Darüber hinaus ist Botulinum hervorragend geeignet zur Behandlung übermäßigen Schwitzens. Durch Mikroinjektionen von Botulinum in die Achselhöhle lassen sich Schwitzflecken mit einer Wirkdauer von 4 bis 9 Monaten komplett vermeiden.
 
 
 
Botox was ist das?
 
Botulinumtoxin ist ein stark wirksames Nervengift, welches den Signaltransport in den Nervenzellen verhindert.
 
Die bekannten Wirkmechanismen haben dazu geführt, dass Botulinumtoxin eine breite therapeutische Anwendung in der Medizin erfährt.
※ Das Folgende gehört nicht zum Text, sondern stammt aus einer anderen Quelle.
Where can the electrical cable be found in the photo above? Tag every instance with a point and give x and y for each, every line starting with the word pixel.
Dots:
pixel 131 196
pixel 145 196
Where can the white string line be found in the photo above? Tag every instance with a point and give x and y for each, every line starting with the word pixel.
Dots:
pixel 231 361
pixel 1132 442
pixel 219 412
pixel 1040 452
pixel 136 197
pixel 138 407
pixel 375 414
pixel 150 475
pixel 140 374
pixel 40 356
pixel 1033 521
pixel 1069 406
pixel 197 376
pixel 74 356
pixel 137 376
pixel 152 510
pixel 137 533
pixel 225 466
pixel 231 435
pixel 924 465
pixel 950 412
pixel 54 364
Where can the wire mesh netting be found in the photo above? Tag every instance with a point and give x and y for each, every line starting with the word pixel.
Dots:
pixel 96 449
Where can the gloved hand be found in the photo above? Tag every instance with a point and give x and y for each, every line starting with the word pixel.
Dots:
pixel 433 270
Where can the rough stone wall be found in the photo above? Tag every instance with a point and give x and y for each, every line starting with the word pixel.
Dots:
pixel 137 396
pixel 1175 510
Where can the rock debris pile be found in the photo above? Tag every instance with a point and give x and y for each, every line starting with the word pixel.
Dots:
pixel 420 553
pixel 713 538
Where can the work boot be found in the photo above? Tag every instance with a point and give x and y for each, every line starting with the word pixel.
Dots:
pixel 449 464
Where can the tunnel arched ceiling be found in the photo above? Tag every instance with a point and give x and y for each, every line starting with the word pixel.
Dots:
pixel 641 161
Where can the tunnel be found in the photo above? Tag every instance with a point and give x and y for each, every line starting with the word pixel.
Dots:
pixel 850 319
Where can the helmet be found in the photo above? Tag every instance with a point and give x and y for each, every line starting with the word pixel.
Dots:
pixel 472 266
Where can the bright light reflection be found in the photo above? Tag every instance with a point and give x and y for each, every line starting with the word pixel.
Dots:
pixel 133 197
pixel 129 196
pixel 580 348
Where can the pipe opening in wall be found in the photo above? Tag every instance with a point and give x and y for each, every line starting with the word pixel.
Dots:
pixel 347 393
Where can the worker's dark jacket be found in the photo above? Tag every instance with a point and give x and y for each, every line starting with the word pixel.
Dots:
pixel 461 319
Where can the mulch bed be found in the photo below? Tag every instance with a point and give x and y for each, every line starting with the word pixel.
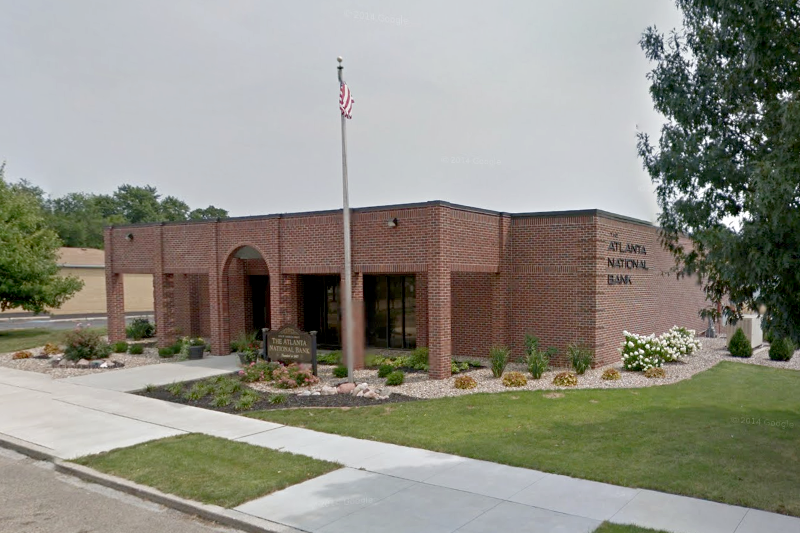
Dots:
pixel 292 401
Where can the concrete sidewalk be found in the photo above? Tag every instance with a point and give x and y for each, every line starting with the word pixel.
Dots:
pixel 383 487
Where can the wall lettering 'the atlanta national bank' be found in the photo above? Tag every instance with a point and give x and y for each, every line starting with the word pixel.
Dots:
pixel 627 263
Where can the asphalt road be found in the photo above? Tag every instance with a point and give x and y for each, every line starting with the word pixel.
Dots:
pixel 36 499
pixel 59 324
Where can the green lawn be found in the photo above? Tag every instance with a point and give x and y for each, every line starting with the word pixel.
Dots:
pixel 24 339
pixel 608 527
pixel 208 469
pixel 679 438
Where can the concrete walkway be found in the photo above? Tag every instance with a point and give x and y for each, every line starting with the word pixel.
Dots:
pixel 383 487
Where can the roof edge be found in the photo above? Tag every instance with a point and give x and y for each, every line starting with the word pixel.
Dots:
pixel 413 205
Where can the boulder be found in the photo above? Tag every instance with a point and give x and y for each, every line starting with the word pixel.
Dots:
pixel 346 388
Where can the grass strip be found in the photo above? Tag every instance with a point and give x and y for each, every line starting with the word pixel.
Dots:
pixel 208 469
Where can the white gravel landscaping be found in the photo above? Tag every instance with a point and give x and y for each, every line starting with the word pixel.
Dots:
pixel 45 366
pixel 419 386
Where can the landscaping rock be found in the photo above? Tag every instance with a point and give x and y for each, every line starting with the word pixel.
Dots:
pixel 346 388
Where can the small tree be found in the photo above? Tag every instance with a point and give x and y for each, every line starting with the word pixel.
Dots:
pixel 739 345
pixel 28 255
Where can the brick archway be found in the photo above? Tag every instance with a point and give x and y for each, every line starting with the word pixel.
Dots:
pixel 245 293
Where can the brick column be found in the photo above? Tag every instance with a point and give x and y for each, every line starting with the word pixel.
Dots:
pixel 115 293
pixel 421 282
pixel 287 302
pixel 501 288
pixel 235 280
pixel 115 305
pixel 164 299
pixel 440 345
pixel 359 333
pixel 217 302
pixel 439 323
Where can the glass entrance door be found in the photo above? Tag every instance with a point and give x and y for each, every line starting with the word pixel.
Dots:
pixel 391 311
pixel 321 308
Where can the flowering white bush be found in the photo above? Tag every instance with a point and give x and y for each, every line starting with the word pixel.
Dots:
pixel 640 352
pixel 678 343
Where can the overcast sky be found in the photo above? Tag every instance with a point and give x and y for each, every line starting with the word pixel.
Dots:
pixel 514 106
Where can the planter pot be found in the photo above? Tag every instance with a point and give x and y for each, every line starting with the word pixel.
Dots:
pixel 196 352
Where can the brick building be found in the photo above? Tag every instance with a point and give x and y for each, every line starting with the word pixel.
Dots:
pixel 453 278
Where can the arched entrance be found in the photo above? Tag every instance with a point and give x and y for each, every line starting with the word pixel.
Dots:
pixel 245 293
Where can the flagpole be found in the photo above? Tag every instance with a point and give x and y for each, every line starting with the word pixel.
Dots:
pixel 347 288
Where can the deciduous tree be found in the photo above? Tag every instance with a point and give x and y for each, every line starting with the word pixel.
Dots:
pixel 727 164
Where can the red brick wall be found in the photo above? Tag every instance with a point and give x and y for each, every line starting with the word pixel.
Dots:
pixel 471 309
pixel 552 293
pixel 482 278
pixel 653 302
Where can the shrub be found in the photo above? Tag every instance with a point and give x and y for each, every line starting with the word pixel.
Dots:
pixel 221 400
pixel 456 367
pixel 679 343
pixel 498 359
pixel 565 379
pixel 332 358
pixel 465 382
pixel 782 349
pixel 225 386
pixel 166 352
pixel 82 343
pixel 119 347
pixel 51 349
pixel 538 361
pixel 418 360
pixel 257 371
pixel 385 370
pixel 276 399
pixel 293 376
pixel 198 391
pixel 580 357
pixel 140 328
pixel 246 400
pixel 739 345
pixel 175 388
pixel 136 349
pixel 395 378
pixel 514 379
pixel 640 352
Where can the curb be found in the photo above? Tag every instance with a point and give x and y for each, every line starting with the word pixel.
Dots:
pixel 212 513
pixel 34 451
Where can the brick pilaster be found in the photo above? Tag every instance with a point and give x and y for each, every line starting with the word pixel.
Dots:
pixel 359 320
pixel 440 343
pixel 115 294
pixel 501 287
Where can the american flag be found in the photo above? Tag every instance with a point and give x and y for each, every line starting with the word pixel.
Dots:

Es wird sowohl höchstwirksam in der Kinderheilkunde eingesetzt, vielfältig ist auch sein Einsatz in weiten Teilen der Medizin, auch hilft es effektiv z. B. gegen Zähneknirschen,
wenn die verantwortlichen Muskeln mit Botox behandelt werden.
 
Breiten Einsatz erfährt Botulinumtoxin zur kosmetischen Faltenverminderung durch Entspannung überaktiver Gesichtsmuskeln.
 
Die Wirkung hält mindestens drei Monate an, allerdings sind die tatsächlichen Wirkzeiten sehr unterschiedlich. So ist z. B. Botulinumtoxin zur Therapie bei übermäßigem Achselschweiß erst nach 12 bis 18 Monaten vollständig abgebaut. Allgemein ist die Anwendung nebenwirkungsarm. An den Injektionsstellen kann es zu lokalen Schmerzen, Schwellungen und Rötungen kommen. Weiterhin können kleine Hämatome entstehen.
 
Selten wird auch von Kopfschmerzen am Anwendungstag berichtet.
 
Die verwendeten Dosierungen in der ästhetischen Medizin entsprechen etwa einem 40. stelder Dosierung, die zum Beispiel therapeutisch in der Kinderheilkunde zur Anwendung kommt.
 
 


Wann sollte Botox nicht angewendet werden?
 
Patienten mit einer Muskel-Nerven-Erkrankung, z. B. Myasthenia Gravis, Schwangere und stillende Mütter sollten von einer Behandlung absehen, wobei ein möglicher Schaden sicherlich nur in seltenen Fällen theoretisch denkbar ist.
 
Bei Allergie gegen entsprechende Inhaltsstoffe und bei bekannter Epilepsie. Eingeschränkt ist eine Behandlung bei regelmäßiger Aspirineinnahme zur Blutverdünnung möglich, bei Marcumarpatienten nur in Ausnahmefällen.
 
Bitte beachten Sie, dass nach einer Anwendung möglichst 4 Stunden Liegehaltungen nicht eingenommen werden sollten um ein „Abfließen“ der Flüssigkeit in Nachbarregionen zu verhindern. Weiterhin sollte sportliche Aktivität für 1-2 Tage vermieden werden.